According to Griffiths, the play’s title has a universal meaning. "Alien Creature refers to a certain kind of person everyone has met, who have a hard time with the day-to-day," she says. MacEwen sounds like someone we can relate to, but despite her appeal, she can be a daunting figure.

"Ms. MacEwen made me run in the other direction," says Griffiths, referring to her original hesitation to write about MacEwen’s life. "Yet I was drawn to [her life]. When I got into it, I just loved it, and I loved her."

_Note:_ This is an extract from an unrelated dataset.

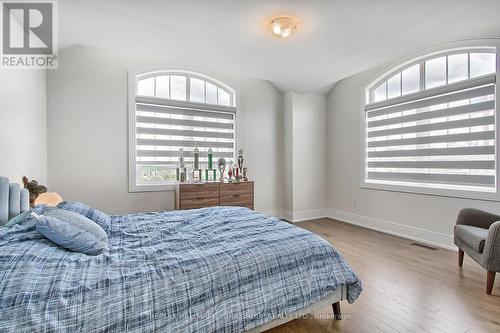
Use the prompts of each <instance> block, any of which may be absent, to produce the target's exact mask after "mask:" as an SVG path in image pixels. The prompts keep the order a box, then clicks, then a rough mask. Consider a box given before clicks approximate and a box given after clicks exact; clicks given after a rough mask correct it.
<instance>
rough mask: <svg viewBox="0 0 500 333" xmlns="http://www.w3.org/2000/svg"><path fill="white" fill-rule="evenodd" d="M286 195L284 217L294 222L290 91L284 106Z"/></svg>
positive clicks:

MacEwen was a well-known poet who died at 46 from alcohol-related illnesses. The daughter of a schizophrenic and an alcoholic, MacEwen was a creative genius. Involved in the beat poetry scene in the ’50s, she later became involved in poetry of the dark, and won the Governor General’s Award at age 27. MacEwen taught herself three languages and travelled in the Eastern Mediterranean, later settling in Toronto.

Griffiths sees MacEwen as "the antithesis of practical decisions," and "a magic woman." In spite of the play’s subject matter, or perhaps because of it, Griffiths took MacEwen’s advice that "you can shove the poem," including only 34 lines of MacEwen’s poetry in the play.

This production promises to be especially interesting, thanks to the corroboration of Griffiths with her director and dramaturge (dramatic researcher), 28-year-old Simon Heath. In addition to Griffiths and Heath, there were only three other people on the play’s crew. Griffiths notes however, that they did bring in a consultant for the many illusions used in the play.

"We had a magic consultant called Magic Mike," she says.

The magic tricks are intended to bring the surreal element into a concrete form in the play.

Alien Creature runs Jan. 18-21 in the Engineered Air Theatre.